Over the past week, Edmund has slowly begun to sense the change in me, the same way Charlotte has.

But he doesn’t understand why. I’ve condemned him to witness a vast, nameless grief he’s meant to decipher on his own.

And he tries, always with a gentleness that makes it easy to forget I’ve seen those same hands stained with blood.

“Are you worried about your dad?” he asks. “About him running for Governor?”

“Yes,” I reply. Even if Dad’s upcoming campaign isn’t the reason for my sadness now, it isn’t a lie either. Edmund knows how much Dad means to me, that I could survive almost any failure as long as he never stopped being proud of me.

“Don’t be. He’ll do fine. Especially if Reeve endorses him.”

I know Edmund is right. If Reeve endorses Dad, he might even get a few Blue votes. Still, the answer surprises me. I realize I’ve never asked Edmund about Dad’s politics before, whether he agrees with his views or not.

When I do ask, my legs drifting in the warm, bubbling water, he looks at me with surprise, as if it were obvious.

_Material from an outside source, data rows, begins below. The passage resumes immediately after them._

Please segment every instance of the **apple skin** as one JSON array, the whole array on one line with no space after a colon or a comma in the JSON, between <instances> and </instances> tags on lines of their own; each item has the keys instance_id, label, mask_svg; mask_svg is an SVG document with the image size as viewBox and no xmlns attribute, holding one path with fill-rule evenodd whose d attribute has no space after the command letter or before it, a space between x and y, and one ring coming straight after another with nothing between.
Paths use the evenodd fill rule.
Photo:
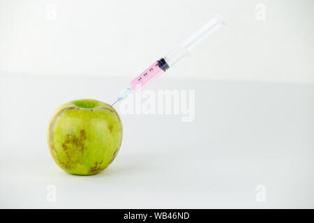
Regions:
<instances>
[{"instance_id":1,"label":"apple skin","mask_svg":"<svg viewBox=\"0 0 314 223\"><path fill-rule=\"evenodd\" d=\"M53 113L48 146L62 169L77 175L94 175L114 160L122 141L122 123L110 105L92 99L66 103Z\"/></svg>"}]
</instances>

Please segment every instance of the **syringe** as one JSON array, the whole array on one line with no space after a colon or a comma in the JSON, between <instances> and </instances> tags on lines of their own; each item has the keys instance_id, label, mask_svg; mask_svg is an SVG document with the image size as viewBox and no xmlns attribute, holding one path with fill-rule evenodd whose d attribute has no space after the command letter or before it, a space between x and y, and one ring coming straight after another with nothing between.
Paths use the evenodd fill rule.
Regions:
<instances>
[{"instance_id":1,"label":"syringe","mask_svg":"<svg viewBox=\"0 0 314 223\"><path fill-rule=\"evenodd\" d=\"M180 43L177 46L165 56L154 63L145 70L141 72L130 83L130 86L122 91L117 101L124 100L135 91L140 91L147 85L153 82L162 73L172 67L177 62L188 55L189 52L206 37L209 36L224 24L223 17L217 13L205 25L186 40Z\"/></svg>"}]
</instances>

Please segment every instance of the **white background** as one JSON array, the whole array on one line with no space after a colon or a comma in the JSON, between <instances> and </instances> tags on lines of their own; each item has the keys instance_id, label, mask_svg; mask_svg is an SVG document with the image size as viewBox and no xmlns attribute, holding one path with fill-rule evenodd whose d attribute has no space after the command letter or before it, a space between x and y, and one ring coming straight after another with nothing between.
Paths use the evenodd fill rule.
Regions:
<instances>
[{"instance_id":1,"label":"white background","mask_svg":"<svg viewBox=\"0 0 314 223\"><path fill-rule=\"evenodd\" d=\"M0 0L0 207L314 208L313 6ZM149 86L195 90L193 122L121 115L121 150L101 174L72 176L54 164L46 133L58 106L114 102L216 12L227 26Z\"/></svg>"}]
</instances>

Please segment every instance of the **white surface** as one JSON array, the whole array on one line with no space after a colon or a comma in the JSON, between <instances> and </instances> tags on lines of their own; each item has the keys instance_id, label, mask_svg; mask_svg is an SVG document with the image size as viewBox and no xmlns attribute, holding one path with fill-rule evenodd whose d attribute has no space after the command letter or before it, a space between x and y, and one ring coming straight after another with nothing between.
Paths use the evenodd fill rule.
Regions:
<instances>
[{"instance_id":1,"label":"white surface","mask_svg":"<svg viewBox=\"0 0 314 223\"><path fill-rule=\"evenodd\" d=\"M0 78L0 208L314 208L313 84L160 78L153 89L195 90L195 121L123 115L114 162L77 176L50 157L50 116L76 98L113 102L121 80Z\"/></svg>"},{"instance_id":2,"label":"white surface","mask_svg":"<svg viewBox=\"0 0 314 223\"><path fill-rule=\"evenodd\" d=\"M165 78L314 82L313 10L312 0L0 0L0 72L131 80L218 12L227 26Z\"/></svg>"}]
</instances>

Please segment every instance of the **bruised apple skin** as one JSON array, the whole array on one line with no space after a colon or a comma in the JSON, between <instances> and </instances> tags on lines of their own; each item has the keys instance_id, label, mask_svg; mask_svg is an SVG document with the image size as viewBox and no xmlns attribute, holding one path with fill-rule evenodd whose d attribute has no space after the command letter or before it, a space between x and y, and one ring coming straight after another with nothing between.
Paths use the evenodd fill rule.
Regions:
<instances>
[{"instance_id":1,"label":"bruised apple skin","mask_svg":"<svg viewBox=\"0 0 314 223\"><path fill-rule=\"evenodd\" d=\"M96 100L77 100L53 113L48 146L54 160L66 172L94 175L114 160L122 132L120 117L112 106Z\"/></svg>"}]
</instances>

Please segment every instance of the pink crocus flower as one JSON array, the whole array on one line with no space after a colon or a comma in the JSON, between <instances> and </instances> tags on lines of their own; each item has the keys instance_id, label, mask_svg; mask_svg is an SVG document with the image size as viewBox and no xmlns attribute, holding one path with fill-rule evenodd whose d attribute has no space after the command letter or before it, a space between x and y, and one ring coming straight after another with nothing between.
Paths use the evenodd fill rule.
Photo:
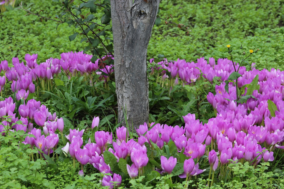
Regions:
<instances>
[{"instance_id":1,"label":"pink crocus flower","mask_svg":"<svg viewBox=\"0 0 284 189\"><path fill-rule=\"evenodd\" d=\"M168 160L164 156L161 156L161 166L163 170L170 174L177 164L177 158L172 156L170 157Z\"/></svg>"},{"instance_id":2,"label":"pink crocus flower","mask_svg":"<svg viewBox=\"0 0 284 189\"><path fill-rule=\"evenodd\" d=\"M131 167L128 164L127 164L126 166L127 172L130 178L134 179L138 175L138 169L134 163L132 164Z\"/></svg>"}]
</instances>

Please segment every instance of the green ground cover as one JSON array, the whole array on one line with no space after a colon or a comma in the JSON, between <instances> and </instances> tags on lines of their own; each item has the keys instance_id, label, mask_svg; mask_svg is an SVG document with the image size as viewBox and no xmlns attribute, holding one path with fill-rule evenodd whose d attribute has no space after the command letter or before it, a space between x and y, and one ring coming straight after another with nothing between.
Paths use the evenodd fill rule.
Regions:
<instances>
[{"instance_id":1,"label":"green ground cover","mask_svg":"<svg viewBox=\"0 0 284 189\"><path fill-rule=\"evenodd\" d=\"M35 3L32 10L42 10L40 14L45 16L53 18L60 12L58 2L30 2ZM260 49L252 60L257 68L284 68L275 62L282 61L284 52L284 3L281 1L164 0L161 6L167 10L160 11L161 18L171 14L173 19L169 20L184 24L192 31L187 36L173 24L162 22L155 26L148 46L149 58L158 54L170 60L188 61L202 56L225 58L224 45L231 44L238 50L242 44L247 53L250 49ZM26 53L37 53L39 61L42 61L51 56L58 58L64 52L83 49L84 44L78 43L80 38L71 42L68 39L68 36L79 31L74 27L61 25L58 33L55 22L44 19L41 22L37 16L25 14L21 10L0 14L0 46L7 46L0 51L1 60L17 56L23 58Z\"/></svg>"}]
</instances>

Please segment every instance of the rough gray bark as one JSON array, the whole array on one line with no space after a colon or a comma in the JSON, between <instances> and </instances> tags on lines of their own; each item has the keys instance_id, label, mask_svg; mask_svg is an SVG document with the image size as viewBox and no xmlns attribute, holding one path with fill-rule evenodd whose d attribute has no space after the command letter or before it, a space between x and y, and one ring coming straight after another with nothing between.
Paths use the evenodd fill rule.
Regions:
<instances>
[{"instance_id":1,"label":"rough gray bark","mask_svg":"<svg viewBox=\"0 0 284 189\"><path fill-rule=\"evenodd\" d=\"M146 1L110 0L118 118L124 120L126 109L135 127L149 121L147 48L160 1Z\"/></svg>"}]
</instances>

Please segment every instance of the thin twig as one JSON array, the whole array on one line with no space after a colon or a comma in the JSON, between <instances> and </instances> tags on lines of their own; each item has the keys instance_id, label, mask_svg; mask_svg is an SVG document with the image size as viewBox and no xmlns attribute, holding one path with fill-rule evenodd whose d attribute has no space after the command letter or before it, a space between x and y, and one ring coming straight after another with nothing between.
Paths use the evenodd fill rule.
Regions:
<instances>
[{"instance_id":1,"label":"thin twig","mask_svg":"<svg viewBox=\"0 0 284 189\"><path fill-rule=\"evenodd\" d=\"M169 22L169 23L170 23L171 24L175 24L177 26L179 26L179 25L181 27L182 27L183 28L184 28L184 29L185 29L186 30L187 30L187 31L191 31L191 30L188 30L186 27L185 27L185 26L184 26L184 25L183 25L183 26L182 26L180 24L176 24L176 23L175 23L174 22L172 22L171 21L169 21L168 20L166 20L166 19L164 19L164 18L161 18L160 17L159 17L157 16L157 18L159 18L160 19L162 19L162 20L165 20L165 21L166 21L167 22Z\"/></svg>"},{"instance_id":2,"label":"thin twig","mask_svg":"<svg viewBox=\"0 0 284 189\"><path fill-rule=\"evenodd\" d=\"M53 19L52 19L52 18L47 18L47 17L45 17L45 16L42 16L41 15L40 15L40 14L36 14L35 13L34 13L33 12L31 12L31 11L30 11L29 10L27 10L26 9L24 9L24 8L23 8L23 7L21 5L20 5L20 7L21 7L21 8L18 8L18 9L22 9L23 10L25 10L27 12L29 12L30 13L30 14L26 14L26 15L28 15L29 14L33 14L33 15L36 15L36 16L40 16L40 17L41 17L42 18L46 18L46 19L47 19L48 20L53 20L53 21L55 21L55 22L60 22L61 23L64 23L65 22L62 22L61 21L59 21L59 20L54 20Z\"/></svg>"}]
</instances>

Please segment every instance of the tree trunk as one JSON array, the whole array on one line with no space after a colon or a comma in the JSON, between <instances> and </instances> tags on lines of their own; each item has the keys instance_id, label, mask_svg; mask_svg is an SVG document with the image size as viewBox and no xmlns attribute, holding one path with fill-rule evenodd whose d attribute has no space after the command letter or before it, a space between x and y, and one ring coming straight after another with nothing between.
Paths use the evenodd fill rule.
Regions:
<instances>
[{"instance_id":1,"label":"tree trunk","mask_svg":"<svg viewBox=\"0 0 284 189\"><path fill-rule=\"evenodd\" d=\"M146 1L147 1L147 2ZM146 58L160 0L110 0L119 121L130 127L149 118Z\"/></svg>"}]
</instances>

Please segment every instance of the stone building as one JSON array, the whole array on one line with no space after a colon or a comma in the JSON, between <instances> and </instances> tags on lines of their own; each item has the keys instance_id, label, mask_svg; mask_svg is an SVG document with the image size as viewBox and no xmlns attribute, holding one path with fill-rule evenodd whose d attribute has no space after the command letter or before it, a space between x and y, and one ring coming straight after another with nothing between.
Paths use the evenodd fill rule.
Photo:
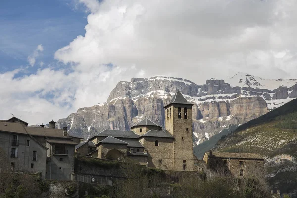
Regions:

“Yeah, I agree with him. Especially on the Bliss ban because—” Edmund pauses, his eyes tightening at the corners. “My sister… well, she wasn’t always like this. Before she started using, she was different. Pretty sweet, actually. And, ironically, happier.”

I can’t picture Rosamund as sweet. It seems impossible that she was ever anything other than what she is now. But I don’t say that. There’s too much sincerity in his voice to undermine it.

“It’s not just her, though,” he goes on. “I had a friend who got addicted. Even lost a cousin to an overdose.”

Cousin? My fists clench against my thighs because I know who he means. But Charles didn’t die of an overdose.

I hunch slightly, my chest roiling as I realize it’s time. I can already feel the horrible, ruinous truth rising fast, and I have to say it.

“Edmund, there’s… there’s something I have to tell you.”

He turns and frowns as his eyes catch mine. “Sure, but are you okay?”

“Y-Yes.” I can almost feel how pale I’ve gone. “It’s—I should’ve told you weeks ago, but I—” My voice breaks off in a heavy rush of air.

Edmund’s frown deepens, and he leans in, his hand at my waist. “What’s wrong?”

“Everything. I—”

The panic slams into me like a tire-screeching crash.

My lungs seize, heat clawing through my chest until I’m choking on it.

No matter how hard I try, I can’t pull in a full breath.

Edmund sees what’s happening, just like in his hovercar at the Speakeasy.

Only this time, he doesn’t offer me his watch.

Waves ripple across the hot tub as he slides in, facing me, his hands closing carefully around my arms. “Loredana,” he says, his tone steady, as if trying to ground me. “Loredana, look at me.”

The sound of it draws me out, spoken softly but striking violently all the same.

“Don’t say that. Please.”

“Say what?”

“My name.”

Edmund draws back, confusion shadowing his face. “But… I meant it.”